[BUG] HP ProLiant DL360 G7 | SSL connect attempt failed error:0A000152:SSL routines::unsafe legacy renegotiation disabled)

centreon / centreon-plugins

Collection of standard plugins to discover and gather cloud-to-edge metrics and status across your whole IT infrastructure.

https://www.centreon.com

Apache License 2.0

311 stars 274 forks source link

[BUG] HP ProLiant DL360 G7 | SSL connect attempt failed error:0A000152:SSL routines::unsafe legacy renegotiation disabled) #5142

Open OverStyleFR opened 3 months ago

OverStyleFR commented 3 months ago

Quick description

My bug is when i'm trying to use the plugin HP ILO (ResetAPI or XMLAPI) the SSL is to old (TLS 1.0)

How to reproduce

Environment: result of Linux Centreon 6.8.4-2-pve #1 SMP PREEMPT_DYNAMIC PMX 6.8.4-2 (2024-04-10T17:36Z) x86_64 GNU/Linux | 12.6.
Version of the plugin: 20240808-1~bookworm
Information about the monitored resource: HP ProLiant DL360 G7

Command line:

/usr/lib/centreon/plugins//centreon_hp_ilo_restapi.pl --plugin=hardware::server::hp::ilo::restapi::plugin --mode=hardware --hostname='192.168.1.30' --api-username='username' --api-password='password'  --component='.*' --verbose

Expected result

A result of the variable/sensors of ILO

Actual result

UNKNOWN: Login error [code: '500'] [message: 'Can't connect to 192.168.1.30:443 (SSL connect attempt failed error:0A000152:SSL routines::unsafe legacy renegotiation disabled)']

tomasfon commented 2 months ago

I resolved this same scenario by asking the AI. In my case, it works now, although it involves enabling an insecure protocol…

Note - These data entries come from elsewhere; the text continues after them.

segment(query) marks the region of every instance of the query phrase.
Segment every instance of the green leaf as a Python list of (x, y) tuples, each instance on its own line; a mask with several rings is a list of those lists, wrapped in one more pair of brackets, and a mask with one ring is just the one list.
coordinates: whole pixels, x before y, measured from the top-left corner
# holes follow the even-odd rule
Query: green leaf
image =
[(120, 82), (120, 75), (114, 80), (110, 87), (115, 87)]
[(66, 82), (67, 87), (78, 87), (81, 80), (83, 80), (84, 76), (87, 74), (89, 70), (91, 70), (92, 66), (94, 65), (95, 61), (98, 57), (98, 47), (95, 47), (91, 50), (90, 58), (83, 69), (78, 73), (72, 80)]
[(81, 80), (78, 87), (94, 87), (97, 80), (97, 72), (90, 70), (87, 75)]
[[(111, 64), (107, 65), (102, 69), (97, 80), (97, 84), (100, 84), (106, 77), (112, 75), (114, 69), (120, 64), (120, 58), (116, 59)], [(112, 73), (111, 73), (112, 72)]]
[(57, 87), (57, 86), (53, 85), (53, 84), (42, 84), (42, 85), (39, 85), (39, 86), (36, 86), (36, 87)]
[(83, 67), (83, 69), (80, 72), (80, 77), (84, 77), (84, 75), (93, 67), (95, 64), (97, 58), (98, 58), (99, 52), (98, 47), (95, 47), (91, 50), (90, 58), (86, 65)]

Edit the OpenSSL configuration file: Open the file /etc/ssl/openssl.cnf with a text editor, for example: sudo nano /etc/ssl/openssl.cnf

Add the configuration: Add the following lines at the end of the file: openssl_conf = openssl_init

[openssl_init] ssl_conf = ssl_sect

[ssl_sect] system_default = system_default_sect

[system_default_sect] Options = UnsafeLegacyRenegotiation

Save and close the file. Set the environment variable: Ensure that the OPENSSL_CONF environment variable is set to point to your customized openssl.cnf file. You can do this by adding the following line to your environment configuration file (e.g., .bashrc or .profile): export OPENSSL_CONF=/etc/ssl/openssl.cnf

Restart the services: After making these changes, restart the relevant services to apply the changes. For example, for Apache: sudo systemctl restart apache2

tomasfon commented 2 months ago

I used too this extra option:

--ssl-opt 'SSL_verify_mode => SSL_VERIFY_NONE, SSL_version => "TLSv1"' --ssl-opt='SSL_cipher_list => "DEFAULT:!DH"'

OverStyleFR commented 2 months ago

Don't work.

OverStyleFR commented 2 months ago

I don't have time to clarify, i will respond later.

lucie-dubrunfaut commented 2 months ago

Hello :)

Have you try the option --insecure ?

OverStyleFR commented 2 months ago

Hello :)

Have you try the option --insecure ?

Yes

lucie-dubrunfaut commented 2 weeks ago

Unfortunately, with the information we have, it's difficult to answer in this issue. The plugin's output seems to indicate that it is a SSL connection problem that is not directly caused by the plugin itself. Have you tried running the curl command by hand to check whether you also get a 500 return code? If possible, can you give us some data that will enable us to resimulate the context of your issue?